Three Decades: George Barks’ TM Racing USA
Industry veteran remains committed to iconic brand
Loyalty and commitment are important words in motorsports, and they’re highly revered for the simple reason that in the never-ending search for speed and performance, they’re not easily found. California’s George Barks has been a fixture in American karting for over three decades, and he’s also been an importer and distributor for TM Racing since 1990. That’s over three decades with a single manufacturer. Barks’ dedication and focus to the TM brand is his calling card and, from his Redondo Beach, CA shop, he supplies many of the sport’s leading engine builders, like Darcy DeCoste, Ron White, and SwedeTech.
As the owner/operator and sole proprietor of TM Racing USA, Barks has had a lifelong passion for auto racing. Born and raised in Hermosa Beach, George’s interest in racing was sparked by his older brother Guss, who started drag racing in 1949. The Santa Ana drag strip, which is now the John Wayne Airport, served as their early racing grounds until its closure in 1955. The famous Lions drag strip in Long Beach, situated at 223rd and Alameda Street, became their new racing venue when it opened in 1956. In his high school years in the early 60s, George built his first go-kart and equipped it with a McCulloch chainsaw motor. This early endeavor ignited his enthusiasm for karting, as they ran at a track near the famed Ascot Park. As George grew older, he and his brothers continued to follow and participate in various forms of auto racing.
Fast forward to 1988 and George attended the Long Beach Grand Prix INDYCAR race. It was during this event that he discovered the Jim Hall Kart Driving School, which had a booth at the LBGP Convention Center. George’s son had the opportunity to attend the driving school and thoroughly enjoyed the experience. Inspired by his son’s interest, George purchased a used go-kart – a KT100-powered Bug – and began participating in karting events. They raced at the legendary Adams Kart Track, as well as Oxnard, which was part of the California circuit. His son’s natural talent and dedication led him to become deeply involved in the emerging shifter kart category.

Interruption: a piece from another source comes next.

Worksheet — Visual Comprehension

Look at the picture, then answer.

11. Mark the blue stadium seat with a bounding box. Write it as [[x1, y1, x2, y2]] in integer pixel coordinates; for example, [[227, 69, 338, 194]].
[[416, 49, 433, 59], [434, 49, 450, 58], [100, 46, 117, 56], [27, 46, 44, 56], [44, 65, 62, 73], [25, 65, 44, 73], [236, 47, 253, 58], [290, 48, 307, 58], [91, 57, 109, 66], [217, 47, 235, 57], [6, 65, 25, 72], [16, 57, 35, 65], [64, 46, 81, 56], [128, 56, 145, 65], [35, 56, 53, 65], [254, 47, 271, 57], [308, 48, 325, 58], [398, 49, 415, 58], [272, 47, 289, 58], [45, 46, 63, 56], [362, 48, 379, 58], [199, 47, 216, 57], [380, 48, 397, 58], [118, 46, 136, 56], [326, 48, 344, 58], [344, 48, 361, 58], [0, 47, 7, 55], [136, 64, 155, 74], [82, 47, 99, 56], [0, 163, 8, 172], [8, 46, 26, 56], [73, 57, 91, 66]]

During this time, the kart shop that George frequented started importing air-cooled TM gearbox motors from Italy, which were becoming increasingly popular in the sport. However, the shop later decided to switch to Honda CR125 motors, a move George was not keen on. Determined to continue using TM motors, he visited the factory in 1990 and began importing TM motors independently. This marked the birth of TM Racing USA.
George’s dedication to karting extended beyond his personal pursuits. He recognized the benefits of TM’s motocross motors, particularly their cost-effectiveness and superior performance, and sought to have them approved for racing in the United States. He approached various sanctioning bodies, including International Kart Federation, World Karting Association, and Superkarts! USA, presenting the TM motocross motor package and demonstrating its advantages. Despite resistance from those supporting Japanese motors, who feared competition, George successfully convinced the sanctioning bodies to allow TM motocross motors in the shifter class. By the year 1999, TM motocross motors were approved for racing in all major karting events in the United States.
Now almost 25 years down the road for those initial days, TM Racing USA continues to thrive, selling a significant number of motocross motors and purpose-built TM Kart motors across the country. These days, it’s all about the KZ and OK-N motors here in the United States. These Italian-made motors became the industry standard, providing karting enthusiasts with enhanced performance and convenience.
Through his dedication to the sport and his advocacy for TM Kart motors, Barks played a pivotal role in shaping the karting landscape in the United States. His passion for racing and commitment to providing cost-effective, high-performance motors have made TM Racing USA a respected name in the karting community.